As a general rule, however, even mathematics fail to interest the convalescent. 'Man delights not him; no, nor woman neither;' but Literature, if light in the hand, and always provided that he has his back to the window, is a pleasure to him only next to that of his new found appetite and his first chicken. His taste 'has suffered a sick change,' but that by no means implies it has deteriorated. On the contrary, his critical faculty has fled (which is surely an immense advantage), while he has recovered much of that power of appreciation which rarely abides with us to maturity. He is not on the outlook for mistakes, slips of style, anachronisms; he derives no pleasure from the discovery of spots in the sun, but is content to bask in the rays of it.

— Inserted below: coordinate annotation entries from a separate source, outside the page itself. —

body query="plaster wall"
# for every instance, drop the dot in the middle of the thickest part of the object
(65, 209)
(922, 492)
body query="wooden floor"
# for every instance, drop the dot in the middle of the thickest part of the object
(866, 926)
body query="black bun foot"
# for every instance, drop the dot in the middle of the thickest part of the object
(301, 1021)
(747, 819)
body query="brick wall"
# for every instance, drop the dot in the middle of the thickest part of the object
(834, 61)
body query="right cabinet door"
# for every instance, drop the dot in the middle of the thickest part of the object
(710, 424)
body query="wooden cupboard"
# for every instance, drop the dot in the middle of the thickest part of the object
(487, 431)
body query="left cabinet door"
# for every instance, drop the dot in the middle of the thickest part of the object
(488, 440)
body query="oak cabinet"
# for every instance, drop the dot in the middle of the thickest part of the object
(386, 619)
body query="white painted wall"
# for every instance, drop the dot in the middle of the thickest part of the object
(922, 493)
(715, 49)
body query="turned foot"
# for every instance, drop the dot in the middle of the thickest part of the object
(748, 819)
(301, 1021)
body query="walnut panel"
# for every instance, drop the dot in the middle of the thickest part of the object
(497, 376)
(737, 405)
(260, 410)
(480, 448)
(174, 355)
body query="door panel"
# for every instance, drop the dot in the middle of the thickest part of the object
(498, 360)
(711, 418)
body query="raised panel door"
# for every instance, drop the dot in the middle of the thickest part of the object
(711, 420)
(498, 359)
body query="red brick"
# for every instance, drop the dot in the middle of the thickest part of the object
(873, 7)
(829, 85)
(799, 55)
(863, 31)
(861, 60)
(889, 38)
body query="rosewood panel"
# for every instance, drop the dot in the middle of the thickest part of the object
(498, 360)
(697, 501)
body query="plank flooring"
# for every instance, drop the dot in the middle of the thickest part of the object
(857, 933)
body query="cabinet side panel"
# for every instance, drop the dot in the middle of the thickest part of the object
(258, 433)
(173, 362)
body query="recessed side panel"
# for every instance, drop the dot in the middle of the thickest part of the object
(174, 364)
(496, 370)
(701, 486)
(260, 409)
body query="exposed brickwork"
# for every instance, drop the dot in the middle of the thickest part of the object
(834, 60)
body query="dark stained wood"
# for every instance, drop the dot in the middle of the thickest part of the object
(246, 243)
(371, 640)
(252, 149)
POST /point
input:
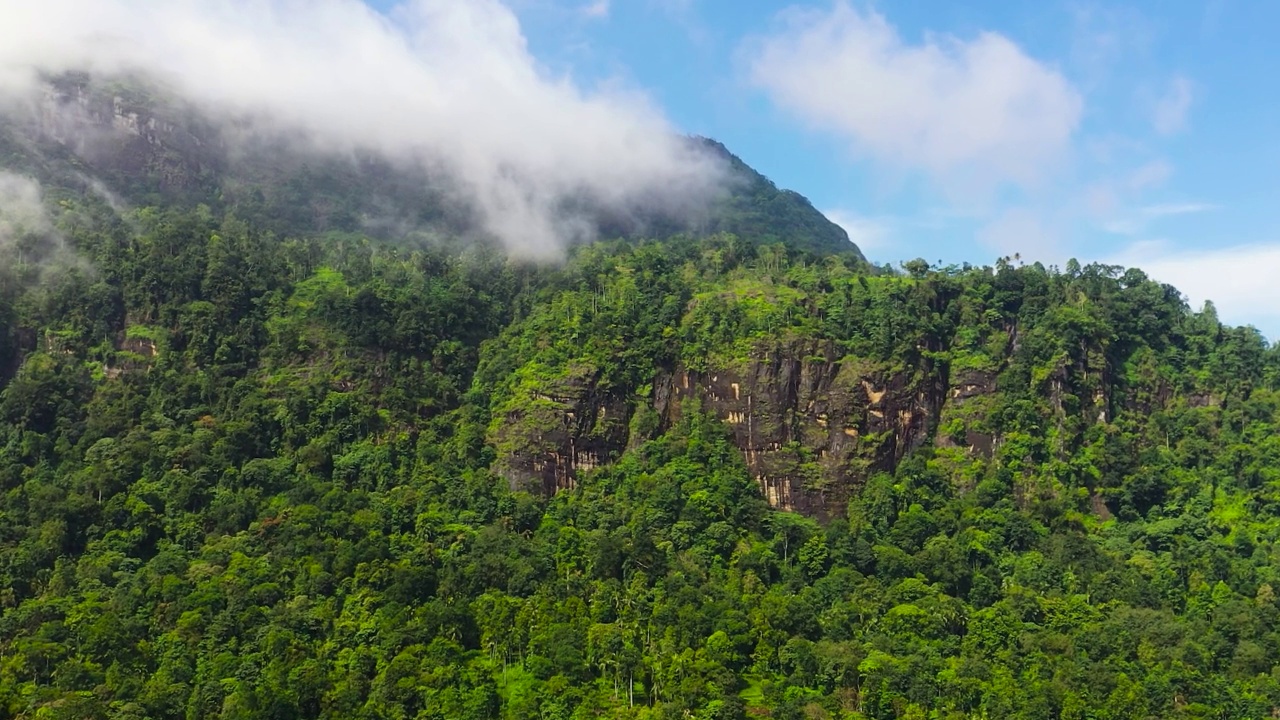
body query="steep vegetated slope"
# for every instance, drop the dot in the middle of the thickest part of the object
(252, 466)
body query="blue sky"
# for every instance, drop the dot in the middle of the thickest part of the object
(1143, 135)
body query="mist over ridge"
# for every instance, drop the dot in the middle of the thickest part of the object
(438, 89)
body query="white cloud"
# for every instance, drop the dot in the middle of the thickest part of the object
(965, 112)
(1240, 281)
(30, 245)
(447, 81)
(1170, 113)
(1024, 232)
(867, 233)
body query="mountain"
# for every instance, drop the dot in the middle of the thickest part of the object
(150, 147)
(264, 458)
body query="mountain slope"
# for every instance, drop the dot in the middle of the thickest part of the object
(150, 147)
(252, 466)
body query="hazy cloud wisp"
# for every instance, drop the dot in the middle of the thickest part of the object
(443, 81)
(964, 112)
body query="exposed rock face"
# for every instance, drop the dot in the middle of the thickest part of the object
(124, 140)
(552, 437)
(810, 424)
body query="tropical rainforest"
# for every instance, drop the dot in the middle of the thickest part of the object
(256, 461)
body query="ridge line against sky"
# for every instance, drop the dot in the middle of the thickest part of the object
(1132, 135)
(1142, 136)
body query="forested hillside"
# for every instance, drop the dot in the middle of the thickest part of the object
(260, 468)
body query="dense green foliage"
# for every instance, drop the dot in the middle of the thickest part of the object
(245, 475)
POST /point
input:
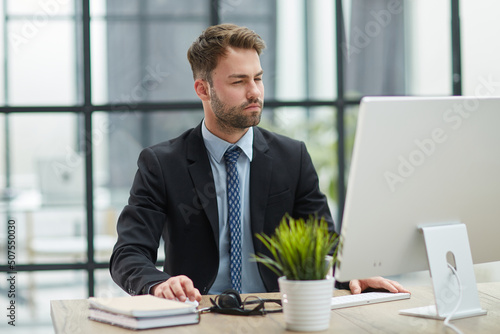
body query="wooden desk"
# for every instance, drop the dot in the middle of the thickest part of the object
(70, 316)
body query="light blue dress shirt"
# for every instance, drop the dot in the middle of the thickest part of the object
(251, 281)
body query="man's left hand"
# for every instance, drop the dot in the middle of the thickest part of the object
(357, 286)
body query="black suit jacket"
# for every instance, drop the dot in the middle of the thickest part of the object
(173, 195)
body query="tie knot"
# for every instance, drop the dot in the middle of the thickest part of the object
(232, 154)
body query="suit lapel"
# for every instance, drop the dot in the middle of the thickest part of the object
(201, 174)
(260, 180)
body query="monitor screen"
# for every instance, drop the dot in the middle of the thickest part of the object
(420, 162)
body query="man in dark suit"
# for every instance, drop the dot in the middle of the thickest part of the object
(180, 190)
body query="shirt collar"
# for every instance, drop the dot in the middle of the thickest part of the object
(217, 146)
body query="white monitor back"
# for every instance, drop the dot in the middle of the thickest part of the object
(420, 161)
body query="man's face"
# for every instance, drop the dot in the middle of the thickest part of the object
(237, 91)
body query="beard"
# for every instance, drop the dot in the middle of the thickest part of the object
(235, 118)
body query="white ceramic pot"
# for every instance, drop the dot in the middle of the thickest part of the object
(306, 304)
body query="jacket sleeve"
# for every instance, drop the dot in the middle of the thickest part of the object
(310, 200)
(139, 227)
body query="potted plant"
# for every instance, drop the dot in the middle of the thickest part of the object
(301, 255)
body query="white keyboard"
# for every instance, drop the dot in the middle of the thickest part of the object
(366, 298)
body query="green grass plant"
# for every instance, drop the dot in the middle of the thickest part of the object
(299, 248)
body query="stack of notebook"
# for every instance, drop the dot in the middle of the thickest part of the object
(142, 312)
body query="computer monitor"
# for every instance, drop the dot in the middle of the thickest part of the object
(424, 193)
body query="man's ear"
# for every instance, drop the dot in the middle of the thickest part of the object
(202, 89)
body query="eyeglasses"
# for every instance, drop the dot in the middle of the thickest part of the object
(229, 302)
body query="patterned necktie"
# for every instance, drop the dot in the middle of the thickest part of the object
(234, 217)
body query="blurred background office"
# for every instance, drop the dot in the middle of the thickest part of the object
(86, 84)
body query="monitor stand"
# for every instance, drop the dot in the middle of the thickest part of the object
(448, 244)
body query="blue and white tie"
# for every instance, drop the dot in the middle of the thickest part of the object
(234, 216)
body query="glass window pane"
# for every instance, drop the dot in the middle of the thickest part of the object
(47, 180)
(34, 291)
(316, 127)
(37, 11)
(480, 51)
(41, 63)
(322, 56)
(142, 57)
(397, 48)
(428, 47)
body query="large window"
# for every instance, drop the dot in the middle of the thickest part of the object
(88, 83)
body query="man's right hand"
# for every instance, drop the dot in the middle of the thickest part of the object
(180, 287)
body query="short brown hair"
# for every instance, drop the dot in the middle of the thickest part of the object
(205, 52)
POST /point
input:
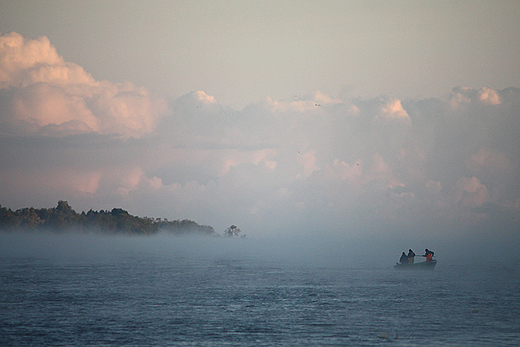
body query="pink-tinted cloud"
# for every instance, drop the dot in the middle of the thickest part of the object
(48, 93)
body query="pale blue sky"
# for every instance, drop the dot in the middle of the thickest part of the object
(374, 120)
(243, 51)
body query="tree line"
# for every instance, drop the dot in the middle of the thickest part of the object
(63, 218)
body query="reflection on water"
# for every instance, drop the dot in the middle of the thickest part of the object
(141, 298)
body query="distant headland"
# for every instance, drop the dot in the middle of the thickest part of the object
(63, 218)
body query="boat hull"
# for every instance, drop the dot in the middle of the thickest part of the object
(417, 266)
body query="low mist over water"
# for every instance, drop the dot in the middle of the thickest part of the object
(90, 289)
(304, 250)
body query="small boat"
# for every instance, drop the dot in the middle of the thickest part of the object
(416, 266)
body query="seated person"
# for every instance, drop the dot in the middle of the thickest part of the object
(404, 259)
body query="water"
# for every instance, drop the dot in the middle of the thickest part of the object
(138, 297)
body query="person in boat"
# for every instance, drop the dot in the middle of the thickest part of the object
(429, 255)
(404, 259)
(411, 256)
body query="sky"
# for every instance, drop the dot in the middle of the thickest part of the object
(376, 121)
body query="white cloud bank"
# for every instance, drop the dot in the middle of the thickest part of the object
(41, 93)
(436, 169)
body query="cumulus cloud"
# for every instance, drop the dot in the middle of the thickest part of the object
(317, 162)
(42, 93)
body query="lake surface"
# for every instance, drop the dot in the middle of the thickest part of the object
(138, 297)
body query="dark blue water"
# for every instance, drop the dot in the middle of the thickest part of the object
(139, 298)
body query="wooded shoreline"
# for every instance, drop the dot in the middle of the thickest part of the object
(63, 218)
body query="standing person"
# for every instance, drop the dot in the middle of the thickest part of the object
(404, 259)
(429, 255)
(411, 256)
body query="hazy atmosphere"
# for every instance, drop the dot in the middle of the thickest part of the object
(374, 124)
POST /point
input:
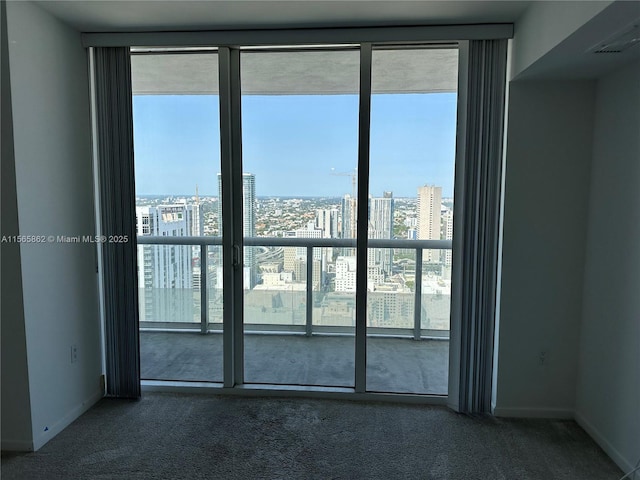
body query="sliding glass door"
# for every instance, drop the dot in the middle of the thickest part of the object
(299, 144)
(411, 178)
(321, 161)
(177, 155)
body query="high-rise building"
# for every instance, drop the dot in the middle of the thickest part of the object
(429, 203)
(348, 221)
(346, 274)
(248, 224)
(447, 218)
(348, 225)
(295, 258)
(166, 272)
(327, 221)
(381, 210)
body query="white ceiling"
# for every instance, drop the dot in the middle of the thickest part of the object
(187, 15)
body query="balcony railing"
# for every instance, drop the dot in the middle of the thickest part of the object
(309, 328)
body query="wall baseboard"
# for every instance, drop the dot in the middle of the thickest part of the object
(17, 446)
(625, 464)
(534, 412)
(52, 430)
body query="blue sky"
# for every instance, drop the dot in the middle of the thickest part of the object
(292, 143)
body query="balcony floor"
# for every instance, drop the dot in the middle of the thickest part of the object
(393, 364)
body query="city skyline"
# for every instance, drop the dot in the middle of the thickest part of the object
(412, 136)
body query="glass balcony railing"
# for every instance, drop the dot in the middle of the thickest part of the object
(411, 298)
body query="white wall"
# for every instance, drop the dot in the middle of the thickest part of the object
(546, 24)
(546, 192)
(16, 412)
(50, 99)
(608, 390)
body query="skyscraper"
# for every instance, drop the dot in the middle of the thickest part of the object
(165, 275)
(327, 221)
(429, 204)
(248, 223)
(349, 218)
(381, 211)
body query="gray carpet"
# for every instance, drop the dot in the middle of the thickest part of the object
(171, 436)
(393, 364)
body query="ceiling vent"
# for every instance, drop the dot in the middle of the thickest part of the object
(620, 41)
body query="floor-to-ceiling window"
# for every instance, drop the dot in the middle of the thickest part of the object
(177, 156)
(301, 214)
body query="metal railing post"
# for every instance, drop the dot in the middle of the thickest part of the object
(417, 306)
(309, 316)
(204, 299)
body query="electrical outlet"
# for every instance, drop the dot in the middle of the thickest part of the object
(543, 358)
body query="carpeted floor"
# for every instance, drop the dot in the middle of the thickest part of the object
(172, 436)
(393, 364)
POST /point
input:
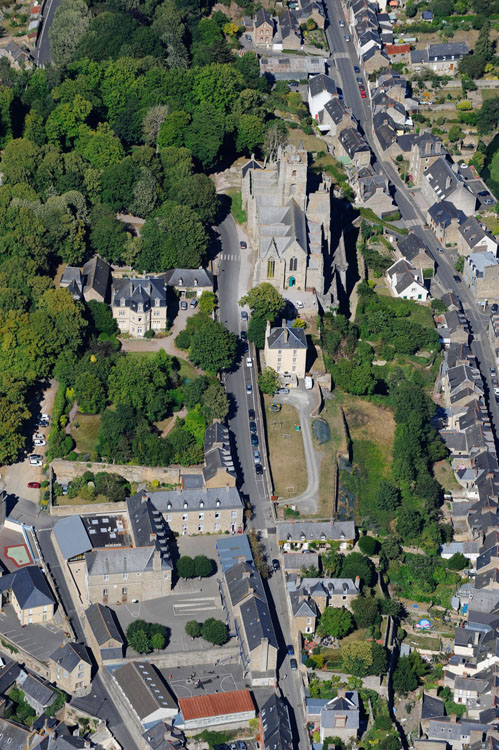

He does not necessarily return to the favourites of his youth, though he has a tendency that way, but the shackles of convention have slipped away from him with his flesh, and he reads what he likes, and not what he has been told he ought to like. He has been so long removed from public opinion, that, like a shipwrecked crew in an open boat, it has ceased to affect him; only, instead of taking to cannibalism, he takes to what is nice. As his physical appetite is fastidious, so his mental palate has a relish only for titbits. If ever there was a time for a reasonable being to 'dip' into books, or to enjoy 'half-hours with the best authors,' this is it; but weak as the patient is, he commonly declines to have his tastes dictated to; perhaps there is an unpleasant association in his mind, arising from Brand and Liebig, with all 'extracts;' but, at all events, those literary compilations oppress and bewilder him; he objects to the extraordinary fertility of 'Ibid,' an author whose identity he cannot quite call to mind, and prefers to choose for himself.